EPSRC Industrial CASE Studentship: 3D Computational Modelling of Subsea Pipeline-Soil Interaction – for Application in the Design of Controlled Lateral Buckling
3.5 year DPhil studentship, starting October 2018 or earlier
This doctoral studentship is a collaboration between the University of Oxford (Department of Engineering Science) and Crondall Energy Subsea Ltd under the EPSRC Industrial CASE scheme (https://www.epsrc.ac.uk/skills/students/coll/icase/intro/). The academic supervisor is Chris Martin, and the industrial supervisors are David Bruton and Malcolm Carr.
Subsea pipelines are frequently required to operate at high pressure and high temperature (HPHT). In deep water, pipelines are laid directly on the seabed, and are therefore susceptible to lateral buckling caused by thermal expansion. A major design objective is to initiate controlled lateral buckles in pre-determined locations. Because pipeline operation involves numerous shutdowns and restarts, lateral buckling is a cyclic process, with the pipe scraping back and forth across the seabed and accumulating differential settlements along the pipe axis. The large lateral displacements and the severe plastic deformation of the seabed soil mean that realistic numerical simulations of the (cyclic) buckling behaviour are extremely challenging.

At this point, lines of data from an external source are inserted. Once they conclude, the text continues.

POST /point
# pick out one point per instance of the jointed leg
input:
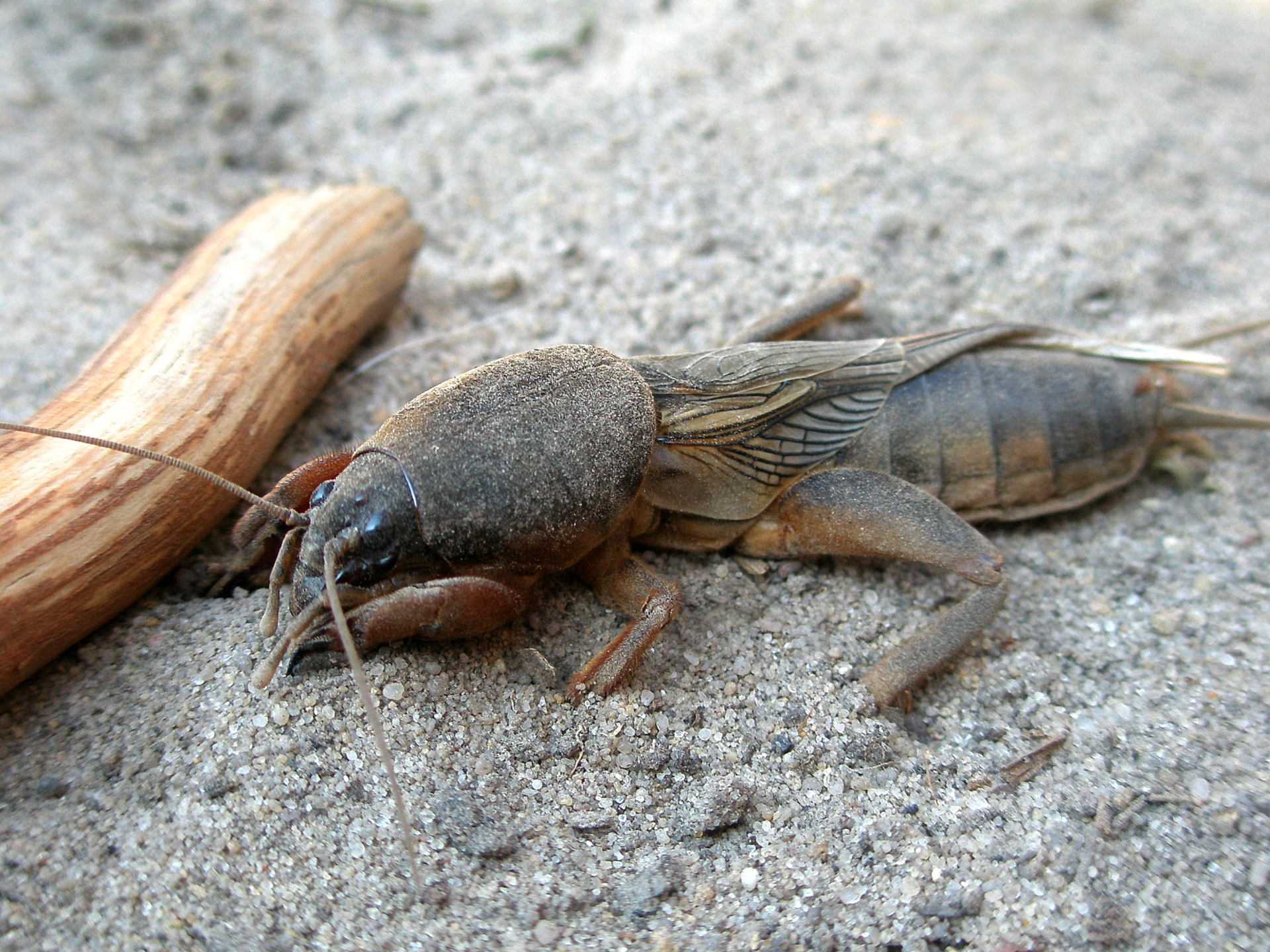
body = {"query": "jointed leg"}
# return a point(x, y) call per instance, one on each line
point(651, 601)
point(864, 513)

Many HPHT pipeline projects face a significant challenge to predict the full cyclic pipe-soil interaction response in 3D, which is inadequately represented by current design tools. This project aims to develop industry-leading computational modelling techniques that capture enough of the underlying physics to give realistic predictions, yet are efficient and robust enough to be used by pipeline engineers in real design situations. The project is strongly supported by two major oil and gas operators, and will build on the success of the SAFEBUCK Joint Industry Project (http://safebuck.com/) in which all three supervisors were closely involved.
The studentship covers University and College fees at the level set for UK students, plus a stipend (tax-free maintenance grant) of at least £17,500 per year.
This studentship is open to students of any nationality, though overseas students would need additional scholarship or personal funding to cover the difference between Home/EU fees and overseas fees over the 3-year period of fee liability. Details of this difference are available here under the ‘Funding and Costs’ tab - https://www.ox.ac.uk/admissions/graduate/courses/dphil-engineering-science?wssl=1
Prospective candidates will be judged according to how well they meet the following criteria:
- A first class honours (or high 2.1) degree in Engineering, Physics, or a related field
- Strong understanding of structures and mechanics
- Ability to undertake scientific programming in Matlab, Python, Fortran, C/C++, etc.
- Excellent written and spoken communication skills in English
The following skills are desirable but not essential:
- Experience in finite element analysis
- Experience in structural, mechanical or geotechnical engineering
In the first instance, interested candidates are encouraged to make an informal enquiry to Professor Chris Martin ([Email Address Removed]).
To apply formally for this studentship, candidates should send the following documents to [Email Address Removed] :
- Detailed CV
- Covering letter explaining your suitability for the studentship, what you hope to achieve from the doctorate, and your research/industry experience to date
- Contact details for two academic or professional referees
Note: A graduate application to the University must be made at the same time as applying formally for this studentship. Further details are available here - http://www.ox.ac.uk/admissions/graduate/applying-to-oxford
Please quote 18ENGS_CM01 in all correspondence to the Department and in your graduate application.